Leadership

Unlocking Unconscious Bias: How VR Can Make Our Workplaces Better

VR is finally allowing men to take a walk in women's shoes. But can "the ultimate empathy machine" change our workplaces for the better?

By Angela Ledgerwood

Leadership

VR is finally allowing men to take a walk in women's shoes. But can "the ultimate empathy machine" change our workplaces for the better?

By Angela Ledgerwood

After years of working in Silicon Valley, engineer, animator and computer programmer Annie Harper was used to the men in her industry making assumptions about her abilities because she was a woman. “I remember sitting in an audience while our co-founder Brennan was presenting on our startup Equal Reality,” Harper explains. “During the presentation, Brennan pointed me out in the crowd as his co-founder while talking about my virtual reality graphic animation. Straight after the presentation, a man came bounding up and shook the hand of the man next me – congratulating him on his work and wanting to learn more.
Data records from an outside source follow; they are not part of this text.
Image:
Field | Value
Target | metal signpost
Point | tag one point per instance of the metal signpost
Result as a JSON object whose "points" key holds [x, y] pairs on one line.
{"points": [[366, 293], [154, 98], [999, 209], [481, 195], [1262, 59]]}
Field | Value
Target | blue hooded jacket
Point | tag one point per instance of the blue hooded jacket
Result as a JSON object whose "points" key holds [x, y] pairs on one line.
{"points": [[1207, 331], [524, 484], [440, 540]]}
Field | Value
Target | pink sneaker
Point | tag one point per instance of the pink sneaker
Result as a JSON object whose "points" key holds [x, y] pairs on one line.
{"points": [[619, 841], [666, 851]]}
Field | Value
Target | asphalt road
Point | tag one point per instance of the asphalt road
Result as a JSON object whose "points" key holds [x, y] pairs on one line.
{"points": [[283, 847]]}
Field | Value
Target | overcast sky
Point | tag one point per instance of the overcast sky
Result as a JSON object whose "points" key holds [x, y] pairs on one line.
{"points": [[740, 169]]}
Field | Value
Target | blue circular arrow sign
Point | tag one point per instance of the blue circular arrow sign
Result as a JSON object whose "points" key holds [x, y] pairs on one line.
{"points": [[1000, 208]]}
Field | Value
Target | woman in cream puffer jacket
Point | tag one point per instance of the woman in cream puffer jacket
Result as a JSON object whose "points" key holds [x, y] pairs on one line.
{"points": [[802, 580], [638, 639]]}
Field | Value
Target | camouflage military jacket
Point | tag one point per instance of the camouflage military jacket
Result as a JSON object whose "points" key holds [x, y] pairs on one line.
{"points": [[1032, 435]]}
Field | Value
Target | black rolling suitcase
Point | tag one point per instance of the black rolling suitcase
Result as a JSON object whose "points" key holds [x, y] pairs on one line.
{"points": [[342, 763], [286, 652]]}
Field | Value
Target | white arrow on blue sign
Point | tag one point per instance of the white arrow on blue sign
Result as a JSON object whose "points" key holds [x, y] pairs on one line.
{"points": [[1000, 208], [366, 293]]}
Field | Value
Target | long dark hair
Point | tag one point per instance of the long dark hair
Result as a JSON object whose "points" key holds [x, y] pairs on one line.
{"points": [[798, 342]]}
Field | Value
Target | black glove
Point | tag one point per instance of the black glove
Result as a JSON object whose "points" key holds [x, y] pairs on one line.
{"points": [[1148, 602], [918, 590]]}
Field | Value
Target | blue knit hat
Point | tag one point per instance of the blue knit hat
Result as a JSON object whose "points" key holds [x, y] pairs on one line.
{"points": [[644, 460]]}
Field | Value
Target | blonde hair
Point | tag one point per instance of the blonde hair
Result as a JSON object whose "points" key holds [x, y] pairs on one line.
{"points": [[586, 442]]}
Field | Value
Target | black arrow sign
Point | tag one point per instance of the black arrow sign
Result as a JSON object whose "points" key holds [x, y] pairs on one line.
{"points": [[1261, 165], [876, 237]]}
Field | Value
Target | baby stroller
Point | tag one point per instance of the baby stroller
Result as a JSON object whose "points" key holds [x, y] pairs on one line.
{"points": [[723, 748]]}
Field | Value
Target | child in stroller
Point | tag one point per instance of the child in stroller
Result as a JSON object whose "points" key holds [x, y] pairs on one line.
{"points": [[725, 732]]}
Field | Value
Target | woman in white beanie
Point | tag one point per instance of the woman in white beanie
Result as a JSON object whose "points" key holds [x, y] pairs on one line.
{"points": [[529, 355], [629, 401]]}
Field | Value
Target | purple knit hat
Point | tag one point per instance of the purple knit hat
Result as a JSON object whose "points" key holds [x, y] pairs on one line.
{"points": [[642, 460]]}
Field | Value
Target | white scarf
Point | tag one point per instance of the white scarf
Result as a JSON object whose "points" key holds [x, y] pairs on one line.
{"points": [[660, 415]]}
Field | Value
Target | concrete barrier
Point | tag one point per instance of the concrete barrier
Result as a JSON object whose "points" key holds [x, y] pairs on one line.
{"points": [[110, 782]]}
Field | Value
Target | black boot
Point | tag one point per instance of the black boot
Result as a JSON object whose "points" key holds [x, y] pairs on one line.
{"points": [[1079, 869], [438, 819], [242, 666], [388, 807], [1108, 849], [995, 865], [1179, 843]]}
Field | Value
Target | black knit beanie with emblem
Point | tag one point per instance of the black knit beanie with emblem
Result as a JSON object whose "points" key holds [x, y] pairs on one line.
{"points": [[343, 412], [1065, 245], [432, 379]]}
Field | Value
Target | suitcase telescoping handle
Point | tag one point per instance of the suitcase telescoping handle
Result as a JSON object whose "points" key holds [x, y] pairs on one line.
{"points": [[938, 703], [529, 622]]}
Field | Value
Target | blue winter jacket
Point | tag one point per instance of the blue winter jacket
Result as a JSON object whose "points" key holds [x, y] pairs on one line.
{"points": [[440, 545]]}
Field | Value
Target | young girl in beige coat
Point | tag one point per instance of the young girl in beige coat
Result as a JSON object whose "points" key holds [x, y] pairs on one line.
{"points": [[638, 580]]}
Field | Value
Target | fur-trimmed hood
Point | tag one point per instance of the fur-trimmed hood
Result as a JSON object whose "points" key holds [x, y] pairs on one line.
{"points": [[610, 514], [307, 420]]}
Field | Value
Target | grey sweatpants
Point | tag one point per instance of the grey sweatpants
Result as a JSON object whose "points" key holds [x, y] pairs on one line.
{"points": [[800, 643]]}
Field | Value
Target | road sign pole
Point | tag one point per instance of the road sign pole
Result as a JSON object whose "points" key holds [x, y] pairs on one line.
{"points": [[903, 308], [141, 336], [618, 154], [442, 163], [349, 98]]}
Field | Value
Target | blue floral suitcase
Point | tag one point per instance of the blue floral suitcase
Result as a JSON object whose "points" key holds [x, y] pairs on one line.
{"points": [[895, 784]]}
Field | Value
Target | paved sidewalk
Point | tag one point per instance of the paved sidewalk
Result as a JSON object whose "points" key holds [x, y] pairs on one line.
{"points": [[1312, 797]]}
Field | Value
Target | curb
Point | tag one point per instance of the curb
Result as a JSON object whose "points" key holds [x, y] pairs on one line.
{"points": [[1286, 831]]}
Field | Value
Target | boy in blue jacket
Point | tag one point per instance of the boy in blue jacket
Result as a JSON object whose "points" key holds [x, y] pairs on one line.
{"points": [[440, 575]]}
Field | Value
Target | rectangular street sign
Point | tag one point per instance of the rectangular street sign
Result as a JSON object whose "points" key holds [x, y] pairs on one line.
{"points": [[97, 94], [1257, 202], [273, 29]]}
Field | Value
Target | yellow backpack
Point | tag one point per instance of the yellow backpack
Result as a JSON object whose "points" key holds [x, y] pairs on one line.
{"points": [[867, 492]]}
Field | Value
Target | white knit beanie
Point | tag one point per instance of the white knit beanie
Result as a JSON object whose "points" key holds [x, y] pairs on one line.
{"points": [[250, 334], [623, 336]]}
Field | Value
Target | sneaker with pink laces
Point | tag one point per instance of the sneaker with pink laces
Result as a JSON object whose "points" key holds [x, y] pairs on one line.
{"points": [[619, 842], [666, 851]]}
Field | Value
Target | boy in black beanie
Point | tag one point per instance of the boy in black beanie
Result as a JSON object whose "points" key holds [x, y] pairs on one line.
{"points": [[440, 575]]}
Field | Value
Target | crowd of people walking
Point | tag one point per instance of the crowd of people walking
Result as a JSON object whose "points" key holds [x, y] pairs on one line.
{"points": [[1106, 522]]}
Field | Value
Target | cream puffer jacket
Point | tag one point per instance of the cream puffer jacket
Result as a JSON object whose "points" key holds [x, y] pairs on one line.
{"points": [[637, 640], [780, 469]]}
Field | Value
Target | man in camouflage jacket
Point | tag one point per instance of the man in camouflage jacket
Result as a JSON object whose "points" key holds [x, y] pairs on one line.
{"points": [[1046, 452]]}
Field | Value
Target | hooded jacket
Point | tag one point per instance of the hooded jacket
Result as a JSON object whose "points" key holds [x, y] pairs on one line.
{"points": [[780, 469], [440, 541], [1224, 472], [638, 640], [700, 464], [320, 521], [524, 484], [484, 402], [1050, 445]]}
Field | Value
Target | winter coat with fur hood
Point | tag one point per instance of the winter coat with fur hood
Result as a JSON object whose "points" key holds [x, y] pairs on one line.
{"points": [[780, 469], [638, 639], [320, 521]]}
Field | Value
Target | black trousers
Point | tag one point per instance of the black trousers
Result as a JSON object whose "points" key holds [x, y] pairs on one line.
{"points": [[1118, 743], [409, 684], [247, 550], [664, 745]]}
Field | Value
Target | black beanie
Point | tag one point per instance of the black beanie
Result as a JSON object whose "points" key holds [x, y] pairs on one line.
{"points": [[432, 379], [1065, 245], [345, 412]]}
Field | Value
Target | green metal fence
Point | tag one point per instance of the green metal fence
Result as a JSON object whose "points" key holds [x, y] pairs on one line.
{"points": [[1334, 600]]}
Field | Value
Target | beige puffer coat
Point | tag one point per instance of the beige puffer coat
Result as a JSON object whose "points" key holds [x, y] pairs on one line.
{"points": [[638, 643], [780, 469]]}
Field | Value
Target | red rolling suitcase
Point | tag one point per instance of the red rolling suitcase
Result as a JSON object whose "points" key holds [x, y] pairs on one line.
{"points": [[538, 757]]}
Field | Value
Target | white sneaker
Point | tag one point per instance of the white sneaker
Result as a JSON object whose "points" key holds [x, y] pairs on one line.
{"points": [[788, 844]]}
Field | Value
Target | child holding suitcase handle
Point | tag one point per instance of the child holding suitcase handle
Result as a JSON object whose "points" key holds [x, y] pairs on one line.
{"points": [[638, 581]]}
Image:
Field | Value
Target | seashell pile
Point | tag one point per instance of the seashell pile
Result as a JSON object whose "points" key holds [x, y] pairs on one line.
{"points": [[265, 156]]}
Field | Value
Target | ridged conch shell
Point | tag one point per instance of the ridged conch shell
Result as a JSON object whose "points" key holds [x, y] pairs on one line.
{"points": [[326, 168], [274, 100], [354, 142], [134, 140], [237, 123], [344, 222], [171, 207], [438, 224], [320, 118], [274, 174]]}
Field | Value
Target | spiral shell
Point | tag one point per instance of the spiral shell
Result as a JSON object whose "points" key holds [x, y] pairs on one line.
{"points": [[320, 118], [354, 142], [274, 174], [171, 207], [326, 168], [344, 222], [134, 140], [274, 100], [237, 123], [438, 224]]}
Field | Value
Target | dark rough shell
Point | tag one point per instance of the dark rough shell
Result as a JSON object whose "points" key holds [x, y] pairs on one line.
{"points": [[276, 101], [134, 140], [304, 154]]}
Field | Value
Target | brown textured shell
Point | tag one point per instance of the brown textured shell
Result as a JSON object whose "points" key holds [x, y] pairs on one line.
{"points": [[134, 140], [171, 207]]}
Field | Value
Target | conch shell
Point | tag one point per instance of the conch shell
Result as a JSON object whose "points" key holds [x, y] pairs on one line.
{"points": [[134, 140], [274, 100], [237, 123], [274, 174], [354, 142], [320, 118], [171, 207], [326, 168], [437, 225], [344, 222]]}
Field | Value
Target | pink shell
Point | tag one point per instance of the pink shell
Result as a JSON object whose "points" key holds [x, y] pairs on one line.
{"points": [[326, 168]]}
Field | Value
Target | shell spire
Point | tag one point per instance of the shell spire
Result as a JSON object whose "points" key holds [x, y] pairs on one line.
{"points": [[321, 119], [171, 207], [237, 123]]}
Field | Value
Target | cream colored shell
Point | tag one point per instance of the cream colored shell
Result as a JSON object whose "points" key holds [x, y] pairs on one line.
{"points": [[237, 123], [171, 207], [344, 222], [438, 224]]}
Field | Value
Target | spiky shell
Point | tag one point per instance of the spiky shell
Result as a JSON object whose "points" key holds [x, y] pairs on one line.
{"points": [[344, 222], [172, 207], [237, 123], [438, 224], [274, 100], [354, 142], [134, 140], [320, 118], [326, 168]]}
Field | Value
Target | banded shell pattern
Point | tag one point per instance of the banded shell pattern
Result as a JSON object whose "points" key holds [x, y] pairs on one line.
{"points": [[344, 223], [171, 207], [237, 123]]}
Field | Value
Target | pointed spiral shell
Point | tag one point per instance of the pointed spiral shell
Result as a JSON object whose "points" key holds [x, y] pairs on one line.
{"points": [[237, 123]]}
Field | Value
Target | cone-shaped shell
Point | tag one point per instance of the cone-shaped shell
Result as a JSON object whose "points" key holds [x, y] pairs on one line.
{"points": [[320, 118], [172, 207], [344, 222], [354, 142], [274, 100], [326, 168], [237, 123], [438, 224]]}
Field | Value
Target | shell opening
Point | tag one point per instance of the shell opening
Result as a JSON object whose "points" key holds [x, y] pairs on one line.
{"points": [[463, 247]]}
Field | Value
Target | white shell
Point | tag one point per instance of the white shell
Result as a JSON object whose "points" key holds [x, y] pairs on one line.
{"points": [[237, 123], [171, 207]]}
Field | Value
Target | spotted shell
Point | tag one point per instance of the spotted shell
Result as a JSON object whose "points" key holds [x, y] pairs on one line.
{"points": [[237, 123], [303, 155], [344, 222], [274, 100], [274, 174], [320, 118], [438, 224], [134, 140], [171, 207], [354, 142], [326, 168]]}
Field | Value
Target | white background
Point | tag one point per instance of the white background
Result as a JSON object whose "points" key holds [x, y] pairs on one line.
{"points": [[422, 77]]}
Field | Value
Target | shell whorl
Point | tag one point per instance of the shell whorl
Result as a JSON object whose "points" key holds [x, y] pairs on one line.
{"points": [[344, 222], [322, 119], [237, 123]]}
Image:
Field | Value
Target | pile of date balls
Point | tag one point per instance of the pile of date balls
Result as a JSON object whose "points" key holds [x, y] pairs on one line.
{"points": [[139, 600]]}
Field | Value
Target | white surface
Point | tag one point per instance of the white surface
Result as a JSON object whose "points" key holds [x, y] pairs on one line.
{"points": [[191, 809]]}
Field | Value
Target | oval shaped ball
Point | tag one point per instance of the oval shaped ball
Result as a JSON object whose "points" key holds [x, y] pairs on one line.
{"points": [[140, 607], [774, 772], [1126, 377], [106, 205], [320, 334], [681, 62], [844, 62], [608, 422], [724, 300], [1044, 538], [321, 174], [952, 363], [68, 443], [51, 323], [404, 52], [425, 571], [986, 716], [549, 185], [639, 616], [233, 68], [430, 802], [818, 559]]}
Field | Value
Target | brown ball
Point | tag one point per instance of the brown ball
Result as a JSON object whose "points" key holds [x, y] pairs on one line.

It hadn’t occurred to him that the 5’5″ blonde girl to his right was the animator.”

It was experiencing this type of unconscious bias over and over again in Silicon Valley that inspired Harper to start Equal Reality with Brennan Hatton and Rick Martin. The idea? To harness the power of Virtual Reality so people can experience what it’s like to walk through the world as a different gender, race, age or ability-level in the workplace.